WebMD (NASDAQ:WBMD), is ranked by Times as one of the 25 sites we can’t live without, rated by Forbes as the best of online health information portal, and recognized by Trustee as one of the top 20 most trusted companies on the web. The company announced its Q4 financials as well as its merger with HLTH Corporation in February.
Q4 revenues of $96.6 million were 22% higher than previous year revenue and a tad lower than market expectations of $97.1 million. Its EPS recorded a substantial 126% increase to $0.34 from $0.15 earned the previous year. Its EPS also beat market expectations of $0.28.
Segment-wise, 73% of its revenue came from Advertising and sponsorship. Private portal licensing brought in 22%, and the 5% balance was earned from publishing and other sources.
For the year, the company clocked revenues of $332 million, representing a 31% increase over previous year revenue of $254 million. For the year, revenues were short of market expectations of $336 million. Its annual earnings stood at $0.64, which is substantially higher than $0.08 of the year before. Analysts were expecting earnings of $0.58.
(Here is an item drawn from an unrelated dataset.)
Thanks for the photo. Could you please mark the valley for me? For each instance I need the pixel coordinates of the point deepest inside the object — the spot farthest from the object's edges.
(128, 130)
WebMD’s reach can be gauged by the fact that during the quarter, it recorded an increase of 26% in unique users per month to reach 44.8 million users. It reaches one in every two U.S. adults, three of every four women, and 95% of all adults seeking health information online.
Its vast viewership is thanks to the company's new portal technology platform which has helped increase its search engine optimization, and the ability of its articles to be ranked higher in natural search results. The company's content ranks on the first pages of Google (NASDAQ:GOOG) and Yahoo (NASDAQ:YHOO) for 50% of frequently searched health terms.
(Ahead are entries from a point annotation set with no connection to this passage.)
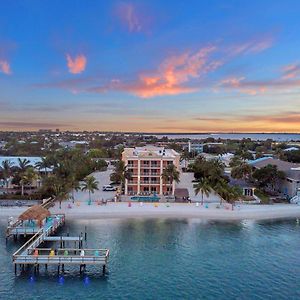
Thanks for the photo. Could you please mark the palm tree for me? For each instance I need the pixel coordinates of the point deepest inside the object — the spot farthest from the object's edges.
(6, 167)
(43, 164)
(241, 171)
(221, 189)
(185, 156)
(120, 173)
(90, 184)
(23, 164)
(235, 194)
(203, 186)
(170, 174)
(73, 183)
(27, 177)
(60, 192)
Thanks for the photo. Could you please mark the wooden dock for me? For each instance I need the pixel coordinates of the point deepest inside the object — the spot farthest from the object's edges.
(32, 254)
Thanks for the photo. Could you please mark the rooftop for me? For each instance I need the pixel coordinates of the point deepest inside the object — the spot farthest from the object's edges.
(291, 170)
(150, 151)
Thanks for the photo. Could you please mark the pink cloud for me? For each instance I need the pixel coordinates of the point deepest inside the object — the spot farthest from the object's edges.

Its partnerships with organizations like Medcenter have helped it expand its Medscape brand of health information into Spanish and Portugese speaking nations. In my Web 3.0 analysis of the online health industry, I mentioned how “niche positioning, premium and highly targeted content and strong demand” will lead to revenues for health portals. WebMD is a living and breathing example of that.
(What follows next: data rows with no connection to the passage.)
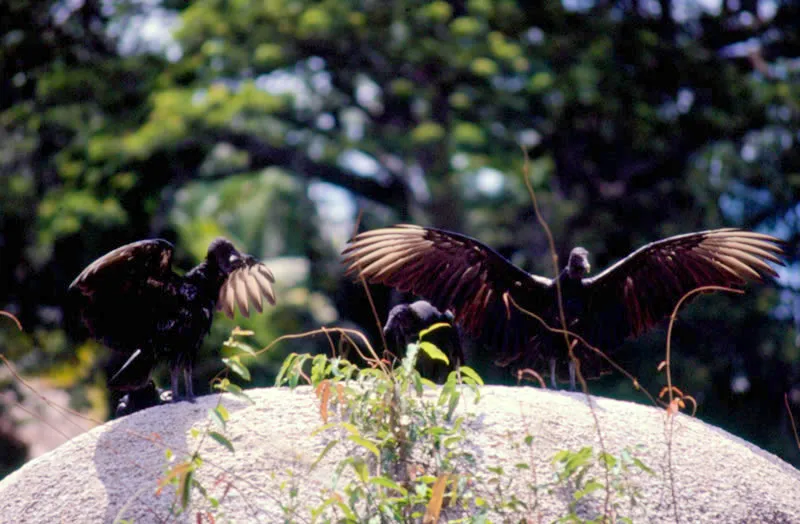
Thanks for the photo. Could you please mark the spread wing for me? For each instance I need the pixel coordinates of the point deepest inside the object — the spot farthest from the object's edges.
(635, 293)
(248, 284)
(454, 272)
(123, 294)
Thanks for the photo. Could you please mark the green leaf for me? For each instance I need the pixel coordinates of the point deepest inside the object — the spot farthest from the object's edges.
(237, 367)
(221, 439)
(641, 465)
(433, 352)
(236, 344)
(588, 489)
(186, 489)
(366, 444)
(219, 417)
(324, 452)
(236, 391)
(471, 374)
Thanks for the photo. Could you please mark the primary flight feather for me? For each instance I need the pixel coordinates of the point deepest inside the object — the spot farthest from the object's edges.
(460, 274)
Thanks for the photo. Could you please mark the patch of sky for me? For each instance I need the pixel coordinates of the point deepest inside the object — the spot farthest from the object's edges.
(336, 208)
(361, 164)
(489, 181)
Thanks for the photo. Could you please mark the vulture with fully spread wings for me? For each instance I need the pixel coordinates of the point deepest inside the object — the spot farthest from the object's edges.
(460, 274)
(132, 301)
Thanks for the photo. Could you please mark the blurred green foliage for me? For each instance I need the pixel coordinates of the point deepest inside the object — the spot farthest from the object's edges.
(274, 122)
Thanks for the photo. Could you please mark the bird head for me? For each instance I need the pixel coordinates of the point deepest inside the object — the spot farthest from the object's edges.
(223, 255)
(578, 265)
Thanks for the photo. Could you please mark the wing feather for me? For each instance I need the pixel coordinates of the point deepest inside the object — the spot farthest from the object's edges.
(246, 285)
(452, 271)
(122, 294)
(644, 287)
With products such as its private health care portals, drug search and symptom checker tool it tackles the niche positioning. Its quality content takes care of both online and offline competing media, and its interfacing with hospitals, physicians, pharmacy labs help the company retain satisfied customers. I stand by what I said earlier, WebMD has tremendous growth ahead.
The stock, however, hit its record 52 week low of $23.15 early March this year and is still trading at $23.77. This might just be the right time to buy WBMD.